Gracanica, symbole du nationalisme serbe

16 septembre 2008  |  dans International

Photo : Juliette Robert / Youpress

Photo : Juliette Robert / Youpress

Depuis que l’évêque Artemije a transféré le siège de son évêché à Gracanica, son monastère du XIVe siècle est devenu un des centres spirituels les plus importants de l’Eglise orthodoxe serbe. Mais il est aussi un symbole pour les nationalistes, qui refusent l’indépendance du Kosovo.

Gracanica a l’allure des bourgades qui se sont trop rapidement transformées en ville. Ses trottoirs poussiéreux sont envahis de voitures et d’échoppes en tôle, et sa rue principale est devenue un boulevard à la circulation intense. C’est un petit îlot de Serbie au cœur d’un Kosovo albanais, gonflé par l’arrivée de milliers de réfugiés en 1999. De hauts murs séparent son prestigieux monastère de l’agitation urbaine. Une fois passée l’entrée, on découvre un havre de verdure. La petite église du monastère, construite en style byzantin au début du XIVe siècle, se dresse au milieu d’une cour pavée. Deux soldats de la KFOR gardent en permanence le site, classé au patrimoine mondial de l’Unesco en 2006.

A l’intérieur, ses murs sont intégralement recouverts de peintures et d’icônes d’origine, qui n’ont pas toutes résistées aux outrages du temps. « Vous pouvez voir que les yeux de plusieurs personnages ont été crevés, c’est une trace laissée par les envahisseurs ottomans » nous explique une nonne. Mais l’église a survécu à la dernière guerre qui a ensanglanté la région.

Un lieu de passage obligé pour les politiciens en campagne

Les habitants des environs sont venus s’y réfugier, en 1999, pendant les bombardements de l’Otan. Et c’est ici que l’évêque Artemije, la plus importante figure religieuse du Kosovo, est venu s’installer quand les monastères du sud du pays ont été détruits. Gracanica est alors devenu le siège d’un des plus grands diocèses de Serbie. Notre interlocutrice, qui préfère garder l’anonymat, admet que l’arrivée de l’évêque a bouleversé le mode de vie des nonnes. « Nous recevons beaucoup de visites de diplomates, d’étrangers, de militaires. C’était beaucoup plus calme avant ». Mais quand elle parle de Mgr Artemije, ses yeux brillent.

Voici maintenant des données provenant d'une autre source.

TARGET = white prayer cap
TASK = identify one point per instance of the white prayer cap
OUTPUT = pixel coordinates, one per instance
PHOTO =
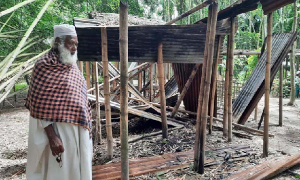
(64, 30)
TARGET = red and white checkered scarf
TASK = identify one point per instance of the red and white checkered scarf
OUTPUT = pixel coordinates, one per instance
(58, 92)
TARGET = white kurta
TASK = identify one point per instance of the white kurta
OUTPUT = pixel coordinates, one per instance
(76, 159)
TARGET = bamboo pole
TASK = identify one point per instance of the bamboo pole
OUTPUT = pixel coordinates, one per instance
(226, 88)
(267, 87)
(123, 45)
(280, 94)
(25, 37)
(97, 94)
(162, 96)
(214, 84)
(204, 112)
(230, 59)
(88, 74)
(109, 136)
(206, 3)
(151, 82)
(7, 11)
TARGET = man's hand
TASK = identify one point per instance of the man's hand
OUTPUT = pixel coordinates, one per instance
(55, 142)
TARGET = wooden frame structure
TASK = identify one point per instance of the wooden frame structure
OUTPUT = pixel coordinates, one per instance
(161, 53)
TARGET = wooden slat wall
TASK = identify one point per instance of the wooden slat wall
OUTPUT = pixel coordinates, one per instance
(181, 43)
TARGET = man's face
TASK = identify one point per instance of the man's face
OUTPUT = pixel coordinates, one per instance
(71, 43)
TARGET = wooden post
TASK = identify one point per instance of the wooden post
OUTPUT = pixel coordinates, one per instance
(98, 119)
(115, 82)
(230, 59)
(123, 46)
(185, 89)
(202, 110)
(280, 94)
(267, 86)
(162, 94)
(256, 107)
(214, 84)
(151, 82)
(226, 88)
(106, 88)
(88, 74)
(140, 80)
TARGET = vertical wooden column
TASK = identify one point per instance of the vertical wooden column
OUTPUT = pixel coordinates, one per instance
(88, 74)
(202, 111)
(214, 85)
(226, 84)
(115, 82)
(256, 107)
(106, 87)
(123, 48)
(151, 82)
(280, 94)
(230, 60)
(140, 79)
(162, 94)
(267, 86)
(98, 119)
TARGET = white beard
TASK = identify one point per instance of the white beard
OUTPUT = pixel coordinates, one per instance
(66, 56)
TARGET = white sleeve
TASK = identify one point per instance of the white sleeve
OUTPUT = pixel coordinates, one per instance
(46, 123)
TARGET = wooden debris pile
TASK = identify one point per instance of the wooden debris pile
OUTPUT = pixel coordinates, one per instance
(216, 157)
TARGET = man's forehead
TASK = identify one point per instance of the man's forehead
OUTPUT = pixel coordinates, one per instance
(71, 38)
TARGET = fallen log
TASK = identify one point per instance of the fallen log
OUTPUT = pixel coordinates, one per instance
(267, 169)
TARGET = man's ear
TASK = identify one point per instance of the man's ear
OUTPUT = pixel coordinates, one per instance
(57, 40)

L’évêque de Raska et Prizren est extrêmement respecté par ses ouailles. Opposant au régime de Milosevic, qu’il tient pour responsable de la radicalisation des indépendantistes albanais, il est aujourd’hui le principal représentant des Serbes du Kosovo. Une dimension politique qui a rejailli sur le monastère. L’endroit est devenu un passage obligé pour les politiciens nationalistes. L’ancien premier ministre Vojislav Kostunica y avait fait un déplacement controversé en juin 2006. C’est aussi le lieu qu’ont choisi les Serbes du Kosovo pour manifester leur opposition aux autorités de Pristina, comme lors de la déclaration d’indépendance en février.

Mais si les habitants de Gracanica ne peuvent vivre sans leur monastère, qui leur offre un soutien spirituel et matériel, l’inverse est également vrai. La présence des quelques 20.000 habitants de l’enclave est indispensable à la survie du monastère. Perdre Gracanica signifierait, pour l’Eglise serbe, la fin de sa présence au Kosovo, qu’elle considère comme son berceau d’origine.